The First of the “Big Four”—Abraham. But then God came to Abraham (Genesis 12), and promised to redeem humanity and restore fellowship with God, harmony among people, and enjoyment of creation. All of this through him and his family.
The Second of the “Big Four”—Moses. God used Moses, the second of the “big four,” to begin making this restoration a reality by delivering Abraham’s descendants from Egypt. This deliverance “with a mighty hand and an outstretched arm” (Deuteronomy 5:15 ESV) reestablished their fellowship with God. God confirmed his relationship with them at Sinai and constituted them as a people who would live in harmony under his covenant. Finally, God brought them into the land where they would again, if they were obedient, enjoy the blessings of creation. This was a genuine deliverance, but it was incomplete. Obedience led to a good life, but not eternal life. Their fellowship with God was real but limited. God’s promise did not yet extend to the whole world. Finally, God’s people, beginning right at Sinai (Exodus 32),continually turned away from God into sin.

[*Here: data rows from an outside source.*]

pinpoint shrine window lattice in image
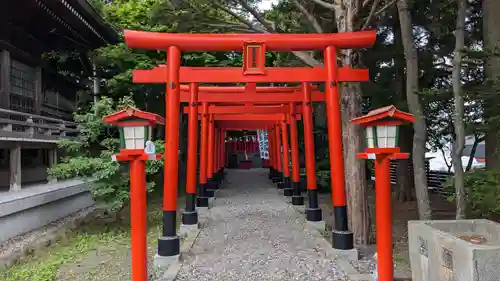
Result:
[10,60,36,113]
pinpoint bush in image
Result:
[48,97,164,212]
[445,169,500,218]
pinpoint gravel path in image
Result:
[176,169,347,281]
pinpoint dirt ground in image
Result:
[319,185,455,280]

The Third of the “Big Four”—David. According to 2 Samuel 7, God established King David and his house to “plant” his people. That is, David and his descendents were to direct the people so that they would live in obedience and enjoy the blessings of God’s covenant.
The Fourth of the “Big Four”—Solomon. Under Solomon, David’s son, the people experienced the height of God’s blessing. Solomon’s later reign, however, foreshadowed the history of disobedience that followed. More often than not, David’s children confirmed the people’s habit of disobedience—until the nation was carried away into exile. The prophets began to look forward to great David’s greater Son who would fulfill the mission of David’s house by truly delivering God’s people from their faithlessness.
The BIG ONE—This “Big One” would be the son of David, but He would also be the Son of God—“The virgin will conceive and give birth to a son, and they will call him Immanuel”(which means “God with us”); “you are to give him the name Jesus, because he will save his people from their sins” (Matthew 1:23, 21 ESV).